Ho visto “La fuga di Martha”

Qualcosa stona subito nella fattoria abitata da tanti giovani. I ragazzi cenano tutti insieme mentre le ragazze attendono pazientemente il loro turno. Un’organizzazione di vita sessista che stride e appena dopo rivela una sorta di setta pseudoreligiosa diretta da uno svitato che ha diritti e potere su tutti gli adepti. Si comprende quindi il perché della fuga della giovane Martha attraverso i boschi, dapprima inutilmente intercettata da un compagno e che ritroviamo subito dopo nell’elegante casa di villeggiatura della sorella che non vede da due anni. Accudita dalla sorella Lucy e dal cognato Ted, Martha tenta di riprendere in mano la propria vita mentre continui flashback mostrano il suo arrivo alla fattoria, l’ingresso nella setta, la sua ‘purificazione’, le brutalità e le prevaricazioni subite. Tuttavia i rapporti con i due congiunti sono difficili per gli stili di vita ormai troppo diversi ma soprattutto per il riemergere del passato di Martha sotto forma di incubi. Il finale rimane aperto. Mentre Lucy accompagna Martha in una casa di cura, convinta che sia la soluzione migliore per tutti, il terribile e devastante passato ricompare nella testolina della ragazza.

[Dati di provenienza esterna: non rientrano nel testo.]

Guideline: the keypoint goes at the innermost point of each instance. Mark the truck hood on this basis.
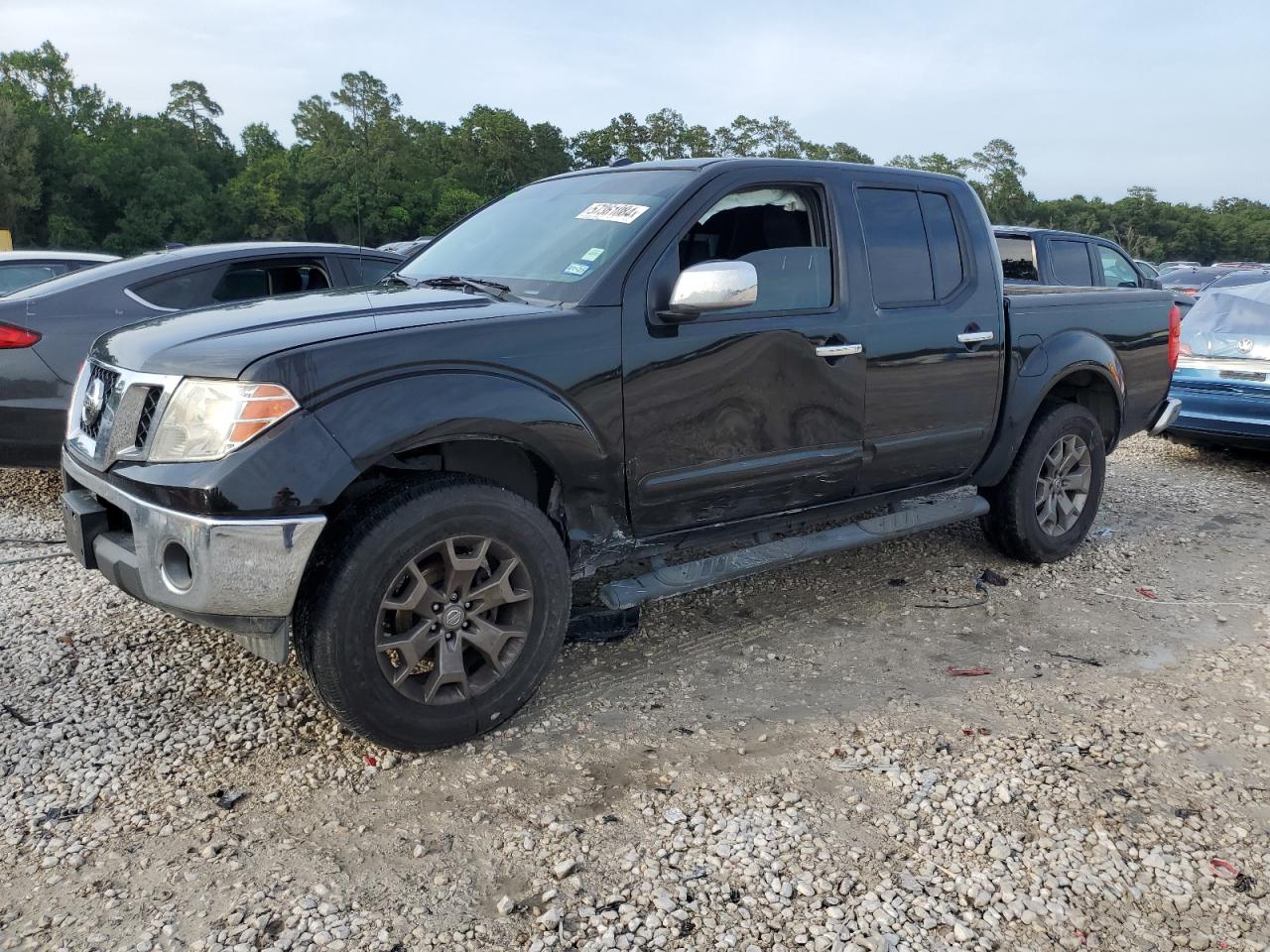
(223, 340)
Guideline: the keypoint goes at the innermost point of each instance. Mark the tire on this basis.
(348, 617)
(1016, 525)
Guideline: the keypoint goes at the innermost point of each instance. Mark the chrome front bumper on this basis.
(1167, 416)
(235, 574)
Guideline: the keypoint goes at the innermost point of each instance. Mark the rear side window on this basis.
(1071, 261)
(367, 271)
(912, 243)
(21, 276)
(943, 240)
(177, 293)
(1116, 271)
(899, 263)
(1017, 258)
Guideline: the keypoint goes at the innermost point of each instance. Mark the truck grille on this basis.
(148, 416)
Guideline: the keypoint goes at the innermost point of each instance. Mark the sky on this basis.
(1096, 95)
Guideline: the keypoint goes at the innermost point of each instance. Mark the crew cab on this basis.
(611, 371)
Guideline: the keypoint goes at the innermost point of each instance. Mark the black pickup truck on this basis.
(760, 359)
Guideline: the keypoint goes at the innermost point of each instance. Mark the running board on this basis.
(689, 576)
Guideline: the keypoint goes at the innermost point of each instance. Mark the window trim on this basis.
(828, 212)
(957, 222)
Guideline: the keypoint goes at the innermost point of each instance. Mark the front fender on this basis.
(1034, 379)
(437, 407)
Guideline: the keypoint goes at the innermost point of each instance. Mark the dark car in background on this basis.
(48, 329)
(1223, 372)
(1048, 257)
(21, 270)
(1192, 281)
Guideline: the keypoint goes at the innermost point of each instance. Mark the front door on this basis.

Storia inquietante e film non particolarmente bello ma che ha il merito di aprire uno squarcio su un problema, quello delle sette, molto sentito negli Stati Uniti. Opera prima pluripremiata dell’americano Sean Durkin e debutto per la ventitreenne Elizabeth Olsen. Il titolo originale, Martha Marcy May Marlene, evoca le diverse ‘personalità’ assunte suo malgrado dalla ragazza.